3a. I admit that /T/, /D/, /R/ and /w/ are probably necessary. We can also assume, that German speakers speak sufficiently good English as to not mispronounce them as /s/, /z/, /r/ and /v/ any more. Whether we need them now or later is a matter of procedure and we should probably include them right from the start.

3b. At the same time, I am very unsure about /L/. I don't even know what it is. For American and British English, SAMPA only defines /l/. SAMPA-/L/ is defined as in Italian "famiglia". I don't think this is meant in the BITS paper. The BITS paper seems to use it to properly pronounce American English palatalized /l/ as in "well" without a German accent. I do not think, that Germans (while talking German) correctly distinguish these two sounds. Also, Germans who learned British instead of American pronunciation will not palatize /l/. Thus, I do not think, that we should add /L/ to our phoneme set.

3c. The diphthongue /@U/ (as in British English "nose") is definitely not accounted for in our system. On the other hand, "nose" is transcribed /n o z/ in American English. Again, Germans speaking German will likely stay within the range of their native vowel system. We should ignore /@U/ and instead transcribe it as /o/.

3d. The diphthongue /EI/ occurs in German colloquial speech ("Hey", "ey", "e-bay", ...). But how does it differ from the two constituting vowels next to each other: /E I/? I am thinking hard about examples, but I really cannot find a word that contains /E/ and /I/ next to each other (for example at a syllable boundary) and that would sound different with the diphthongue /EI/.

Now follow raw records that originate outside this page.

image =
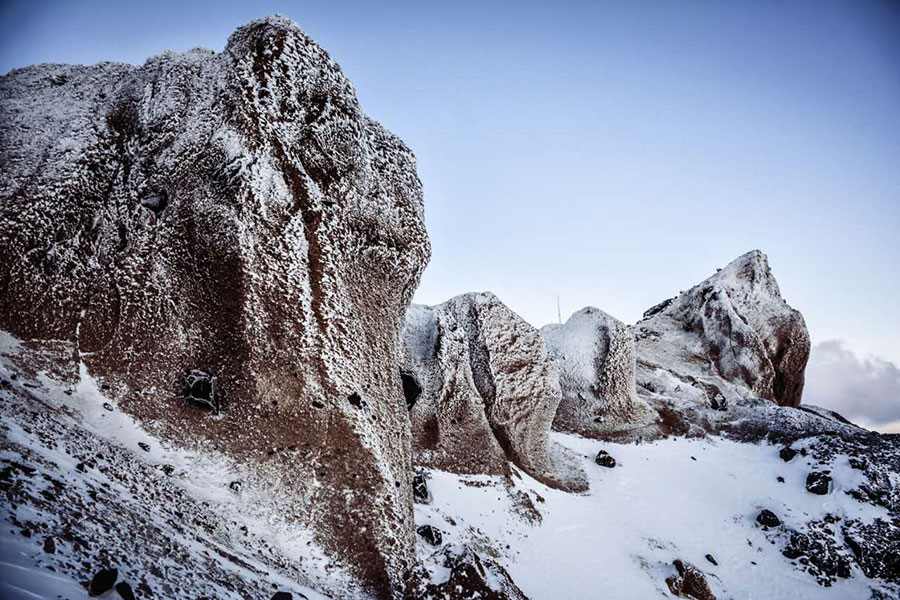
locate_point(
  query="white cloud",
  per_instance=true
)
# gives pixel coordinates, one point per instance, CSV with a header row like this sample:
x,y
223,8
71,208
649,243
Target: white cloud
x,y
864,390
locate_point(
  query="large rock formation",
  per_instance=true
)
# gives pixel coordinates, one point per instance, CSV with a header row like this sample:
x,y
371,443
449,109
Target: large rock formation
x,y
482,389
730,337
235,215
595,354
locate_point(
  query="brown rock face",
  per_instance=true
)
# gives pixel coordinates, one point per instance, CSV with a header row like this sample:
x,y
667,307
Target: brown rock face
x,y
236,214
489,389
732,335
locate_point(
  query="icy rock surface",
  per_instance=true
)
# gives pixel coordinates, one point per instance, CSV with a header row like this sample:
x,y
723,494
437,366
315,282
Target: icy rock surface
x,y
730,337
595,355
234,213
489,389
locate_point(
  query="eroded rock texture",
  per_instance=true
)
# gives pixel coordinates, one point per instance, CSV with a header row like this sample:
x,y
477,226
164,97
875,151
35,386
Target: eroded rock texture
x,y
489,388
237,214
595,355
732,336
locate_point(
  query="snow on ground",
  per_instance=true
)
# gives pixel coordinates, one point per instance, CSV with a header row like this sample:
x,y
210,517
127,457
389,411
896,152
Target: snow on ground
x,y
672,499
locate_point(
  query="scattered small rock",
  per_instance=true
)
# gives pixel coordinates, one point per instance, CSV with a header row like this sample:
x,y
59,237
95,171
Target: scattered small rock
x,y
102,581
787,454
200,388
689,583
818,483
767,518
432,535
859,463
605,460
719,402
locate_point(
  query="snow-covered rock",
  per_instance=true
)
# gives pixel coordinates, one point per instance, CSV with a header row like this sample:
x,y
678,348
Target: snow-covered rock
x,y
730,337
235,214
595,355
488,389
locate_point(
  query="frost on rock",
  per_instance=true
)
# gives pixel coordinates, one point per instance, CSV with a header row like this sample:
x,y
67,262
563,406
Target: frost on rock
x,y
595,355
489,390
235,213
730,337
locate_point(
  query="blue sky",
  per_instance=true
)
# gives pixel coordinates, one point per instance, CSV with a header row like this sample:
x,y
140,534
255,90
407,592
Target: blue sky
x,y
609,153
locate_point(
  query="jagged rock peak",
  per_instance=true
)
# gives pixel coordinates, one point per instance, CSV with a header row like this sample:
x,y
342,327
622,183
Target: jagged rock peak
x,y
234,214
489,390
731,336
595,355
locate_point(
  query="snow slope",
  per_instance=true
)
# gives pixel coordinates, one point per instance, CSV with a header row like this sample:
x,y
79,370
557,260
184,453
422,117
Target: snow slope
x,y
74,471
672,499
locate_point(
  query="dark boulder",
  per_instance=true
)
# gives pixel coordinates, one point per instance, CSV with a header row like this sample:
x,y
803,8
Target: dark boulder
x,y
859,463
605,460
200,388
818,482
689,583
876,547
430,534
471,576
103,581
787,454
767,518
124,590
420,490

3e. For the nasals /a~/, /E~/, /o~/ and /9~/ (the latter in addition to BITS) I am quite unsure: Who ever says /p a r f 9~/ (for "Parfum")? I say /p a @ f y m/ while talking German. I say /r E s t o: r a N/ and I say /z @ z O N/. I never say the funny word "teint" for the color of my skin (this is in part due to the fact, that /E~/ is just outside the scope of my German vowel system and I don't know how else to pronounce the word). There *are* people that talk 'correctly', but I think we would not even improve recognition rates for them, because of the additional ambiguity due to the extra phonemes in our models. There wouldn't be enough data to reliably train these phonemes either. This is especially true for the phoneme /E~/ which on the other hand would be the most valuable, because there is really no other way to say things like "teint". To sum it up: I'd say we stick to the best matches in the table. Then again: Does anybody have experience with ASR and nasalization? How different are the feature vectors? Do we probably *have* to model all the nasals if we ever expect nasalized vowels in our input?